Shared Control for Bimanual Telesurgery with Optimized Robotic Partner
This addresses surgeon workload and efficiency in telesurgery, representing an incremental improvement with a novel method for a known bottleneck.
The paper tackled the problem of surgeon fatigue and reduced efficiency in traditional telesurgery by introducing a Robotic Partner for bimanual shared control, which reduced surgeon workload by 51% in force-sensor-free scenarios.
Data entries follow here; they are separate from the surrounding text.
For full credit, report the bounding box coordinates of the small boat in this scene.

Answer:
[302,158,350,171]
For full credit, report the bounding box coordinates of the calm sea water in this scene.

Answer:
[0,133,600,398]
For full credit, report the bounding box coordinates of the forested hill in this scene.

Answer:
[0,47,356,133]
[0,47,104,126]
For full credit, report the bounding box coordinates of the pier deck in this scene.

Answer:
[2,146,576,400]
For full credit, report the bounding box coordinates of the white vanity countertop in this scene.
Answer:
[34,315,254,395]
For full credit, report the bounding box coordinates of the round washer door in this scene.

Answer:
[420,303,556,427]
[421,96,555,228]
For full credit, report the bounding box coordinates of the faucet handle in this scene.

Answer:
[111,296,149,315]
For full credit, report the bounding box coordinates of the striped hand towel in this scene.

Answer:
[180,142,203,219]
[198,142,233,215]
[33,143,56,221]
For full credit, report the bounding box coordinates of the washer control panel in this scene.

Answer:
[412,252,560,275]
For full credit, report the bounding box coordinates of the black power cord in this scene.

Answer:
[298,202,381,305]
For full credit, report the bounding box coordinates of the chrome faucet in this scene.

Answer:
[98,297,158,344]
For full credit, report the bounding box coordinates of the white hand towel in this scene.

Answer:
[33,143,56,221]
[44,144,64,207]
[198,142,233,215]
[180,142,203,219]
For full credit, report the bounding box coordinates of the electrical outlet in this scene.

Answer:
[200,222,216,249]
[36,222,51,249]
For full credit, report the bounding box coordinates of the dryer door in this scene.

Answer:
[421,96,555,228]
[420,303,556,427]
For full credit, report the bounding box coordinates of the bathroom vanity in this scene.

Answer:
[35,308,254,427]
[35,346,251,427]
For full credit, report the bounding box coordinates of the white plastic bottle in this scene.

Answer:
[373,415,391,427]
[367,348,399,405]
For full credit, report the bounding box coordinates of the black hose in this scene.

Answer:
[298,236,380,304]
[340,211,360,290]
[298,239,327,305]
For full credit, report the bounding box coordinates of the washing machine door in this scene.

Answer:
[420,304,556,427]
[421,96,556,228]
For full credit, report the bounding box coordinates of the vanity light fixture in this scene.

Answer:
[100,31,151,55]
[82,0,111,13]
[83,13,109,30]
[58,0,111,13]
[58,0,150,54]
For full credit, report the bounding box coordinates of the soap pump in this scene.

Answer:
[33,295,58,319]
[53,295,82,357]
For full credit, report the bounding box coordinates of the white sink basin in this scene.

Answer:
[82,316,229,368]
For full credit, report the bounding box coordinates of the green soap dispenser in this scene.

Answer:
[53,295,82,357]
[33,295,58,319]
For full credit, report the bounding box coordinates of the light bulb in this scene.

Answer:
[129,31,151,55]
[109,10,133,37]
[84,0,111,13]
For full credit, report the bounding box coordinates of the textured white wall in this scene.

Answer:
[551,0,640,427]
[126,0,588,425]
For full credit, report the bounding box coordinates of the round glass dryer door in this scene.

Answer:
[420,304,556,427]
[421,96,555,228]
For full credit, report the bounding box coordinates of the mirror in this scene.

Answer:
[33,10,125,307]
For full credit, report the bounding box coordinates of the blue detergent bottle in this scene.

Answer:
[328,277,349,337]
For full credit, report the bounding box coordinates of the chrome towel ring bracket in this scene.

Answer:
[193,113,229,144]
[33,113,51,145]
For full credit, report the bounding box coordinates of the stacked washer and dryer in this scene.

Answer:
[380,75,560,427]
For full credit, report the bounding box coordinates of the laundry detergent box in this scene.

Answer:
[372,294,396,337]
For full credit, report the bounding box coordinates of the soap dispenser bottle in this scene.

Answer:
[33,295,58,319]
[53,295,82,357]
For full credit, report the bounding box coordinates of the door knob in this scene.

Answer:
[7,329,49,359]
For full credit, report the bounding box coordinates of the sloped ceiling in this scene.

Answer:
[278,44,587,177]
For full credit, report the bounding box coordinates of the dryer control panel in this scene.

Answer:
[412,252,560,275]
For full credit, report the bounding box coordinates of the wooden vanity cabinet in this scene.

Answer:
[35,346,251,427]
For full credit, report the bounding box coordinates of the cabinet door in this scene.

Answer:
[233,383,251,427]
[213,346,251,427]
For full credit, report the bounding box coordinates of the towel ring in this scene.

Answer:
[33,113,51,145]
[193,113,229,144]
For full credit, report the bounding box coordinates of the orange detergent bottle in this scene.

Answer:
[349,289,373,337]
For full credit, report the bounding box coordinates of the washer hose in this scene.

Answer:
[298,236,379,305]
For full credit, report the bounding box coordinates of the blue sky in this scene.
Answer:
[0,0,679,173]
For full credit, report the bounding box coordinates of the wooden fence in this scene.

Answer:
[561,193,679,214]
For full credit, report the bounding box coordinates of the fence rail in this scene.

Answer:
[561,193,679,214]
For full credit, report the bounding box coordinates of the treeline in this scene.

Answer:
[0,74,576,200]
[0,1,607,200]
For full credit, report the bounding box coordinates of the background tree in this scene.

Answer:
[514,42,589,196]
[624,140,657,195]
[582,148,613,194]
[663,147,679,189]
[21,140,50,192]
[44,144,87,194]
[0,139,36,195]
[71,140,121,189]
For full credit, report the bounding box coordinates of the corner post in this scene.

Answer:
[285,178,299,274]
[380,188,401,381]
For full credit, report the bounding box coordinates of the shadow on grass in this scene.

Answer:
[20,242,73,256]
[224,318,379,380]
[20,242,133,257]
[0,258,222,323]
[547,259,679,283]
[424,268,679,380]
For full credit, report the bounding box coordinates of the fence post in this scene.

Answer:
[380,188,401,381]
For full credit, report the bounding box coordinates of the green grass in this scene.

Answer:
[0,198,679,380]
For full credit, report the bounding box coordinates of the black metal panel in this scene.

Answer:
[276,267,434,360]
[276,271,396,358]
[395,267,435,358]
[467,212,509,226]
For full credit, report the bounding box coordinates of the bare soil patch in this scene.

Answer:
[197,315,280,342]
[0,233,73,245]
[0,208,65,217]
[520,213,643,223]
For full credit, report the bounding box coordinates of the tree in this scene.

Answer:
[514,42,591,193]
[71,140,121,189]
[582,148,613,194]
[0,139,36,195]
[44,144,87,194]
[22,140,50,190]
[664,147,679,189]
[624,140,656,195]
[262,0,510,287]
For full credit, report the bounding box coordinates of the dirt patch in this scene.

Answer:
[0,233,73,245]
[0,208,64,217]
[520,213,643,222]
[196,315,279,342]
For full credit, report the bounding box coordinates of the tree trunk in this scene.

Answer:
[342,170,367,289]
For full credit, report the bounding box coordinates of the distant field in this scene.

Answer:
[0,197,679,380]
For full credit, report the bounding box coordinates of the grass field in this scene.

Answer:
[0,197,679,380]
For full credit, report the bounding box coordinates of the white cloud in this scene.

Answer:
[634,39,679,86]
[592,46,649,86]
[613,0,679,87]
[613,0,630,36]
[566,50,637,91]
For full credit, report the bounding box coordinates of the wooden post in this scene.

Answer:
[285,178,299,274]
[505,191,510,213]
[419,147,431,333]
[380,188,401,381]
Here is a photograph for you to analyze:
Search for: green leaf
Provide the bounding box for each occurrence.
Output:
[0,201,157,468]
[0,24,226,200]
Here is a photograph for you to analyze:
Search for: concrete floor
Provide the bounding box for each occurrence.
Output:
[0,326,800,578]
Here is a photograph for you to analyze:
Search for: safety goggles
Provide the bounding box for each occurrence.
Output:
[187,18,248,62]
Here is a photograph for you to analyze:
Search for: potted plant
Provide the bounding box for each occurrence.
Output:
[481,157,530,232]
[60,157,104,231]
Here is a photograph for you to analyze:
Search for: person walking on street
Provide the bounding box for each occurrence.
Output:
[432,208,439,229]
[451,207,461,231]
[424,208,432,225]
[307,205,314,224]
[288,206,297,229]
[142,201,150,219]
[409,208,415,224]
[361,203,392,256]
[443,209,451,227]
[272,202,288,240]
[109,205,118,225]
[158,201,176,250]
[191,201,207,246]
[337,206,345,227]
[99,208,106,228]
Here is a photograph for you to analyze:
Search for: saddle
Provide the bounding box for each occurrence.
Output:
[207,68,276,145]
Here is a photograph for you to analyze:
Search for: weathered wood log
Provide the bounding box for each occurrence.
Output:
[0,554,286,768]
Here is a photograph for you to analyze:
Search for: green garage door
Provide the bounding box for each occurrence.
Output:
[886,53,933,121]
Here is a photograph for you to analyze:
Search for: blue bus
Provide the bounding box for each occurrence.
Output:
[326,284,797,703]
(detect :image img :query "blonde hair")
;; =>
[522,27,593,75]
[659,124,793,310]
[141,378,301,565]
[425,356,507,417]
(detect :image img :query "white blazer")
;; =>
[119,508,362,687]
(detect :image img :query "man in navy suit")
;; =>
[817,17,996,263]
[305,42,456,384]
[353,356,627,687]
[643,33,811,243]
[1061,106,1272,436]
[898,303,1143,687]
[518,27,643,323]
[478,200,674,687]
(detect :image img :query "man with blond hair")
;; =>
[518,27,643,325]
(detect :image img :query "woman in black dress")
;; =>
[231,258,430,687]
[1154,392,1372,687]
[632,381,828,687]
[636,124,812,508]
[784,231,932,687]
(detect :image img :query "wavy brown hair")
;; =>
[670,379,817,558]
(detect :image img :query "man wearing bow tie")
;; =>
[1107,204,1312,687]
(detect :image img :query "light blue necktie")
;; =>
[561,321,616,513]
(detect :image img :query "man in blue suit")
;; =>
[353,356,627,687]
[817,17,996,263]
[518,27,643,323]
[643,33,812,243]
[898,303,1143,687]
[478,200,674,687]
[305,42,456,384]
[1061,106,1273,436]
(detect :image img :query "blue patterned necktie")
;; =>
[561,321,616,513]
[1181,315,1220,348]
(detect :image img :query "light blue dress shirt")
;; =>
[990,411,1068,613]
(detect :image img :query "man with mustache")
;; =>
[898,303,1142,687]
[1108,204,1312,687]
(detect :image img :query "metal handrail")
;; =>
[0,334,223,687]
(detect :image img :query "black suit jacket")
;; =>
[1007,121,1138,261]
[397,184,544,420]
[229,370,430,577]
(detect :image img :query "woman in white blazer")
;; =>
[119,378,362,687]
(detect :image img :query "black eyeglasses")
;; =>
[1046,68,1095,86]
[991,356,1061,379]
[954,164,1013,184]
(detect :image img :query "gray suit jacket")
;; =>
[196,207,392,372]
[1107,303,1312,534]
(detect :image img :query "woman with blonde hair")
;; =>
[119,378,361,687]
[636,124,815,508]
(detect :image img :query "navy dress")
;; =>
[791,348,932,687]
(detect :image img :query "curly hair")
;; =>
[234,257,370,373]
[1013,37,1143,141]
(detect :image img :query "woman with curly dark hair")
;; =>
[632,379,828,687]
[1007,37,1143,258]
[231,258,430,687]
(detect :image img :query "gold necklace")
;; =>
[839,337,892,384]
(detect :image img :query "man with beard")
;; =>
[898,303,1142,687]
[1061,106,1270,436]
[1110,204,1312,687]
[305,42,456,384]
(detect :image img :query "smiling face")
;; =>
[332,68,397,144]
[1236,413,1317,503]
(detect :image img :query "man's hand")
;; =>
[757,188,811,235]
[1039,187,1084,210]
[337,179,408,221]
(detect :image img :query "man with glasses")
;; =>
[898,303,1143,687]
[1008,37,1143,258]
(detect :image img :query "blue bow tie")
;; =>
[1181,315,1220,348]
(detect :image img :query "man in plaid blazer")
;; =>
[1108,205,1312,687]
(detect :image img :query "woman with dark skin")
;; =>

Traditional telesurgery relies on the surgeon's full control of the robot on the patient's side, which tends to increase surgeon fatigue and may reduce the efficiency of the operation. This paper introduces a Robotic Partner (RP) to facilitate intuitive bimanual telesurgery, aiming at reducing the surgeon workload and enhancing surgeon-assisted capability. An interval type-2 polynomial fuzzy-model-based learning algorithm is employed to extract expert domain knowledge from surgeons and reflect environmental interaction information. Based on this, a bimanual shared control is developed to interact with the other robot teleoperated by the surgeon, understanding their control and providing assistance. As prior information of the environment model is not required, it reduces reliance on force sensors in control design. Experimental results on the DaVinci Surgical System show that the RP could assist peg-transfer tasks and reduce the surgeon's workload by 51\% in force-sensor-free scenarios.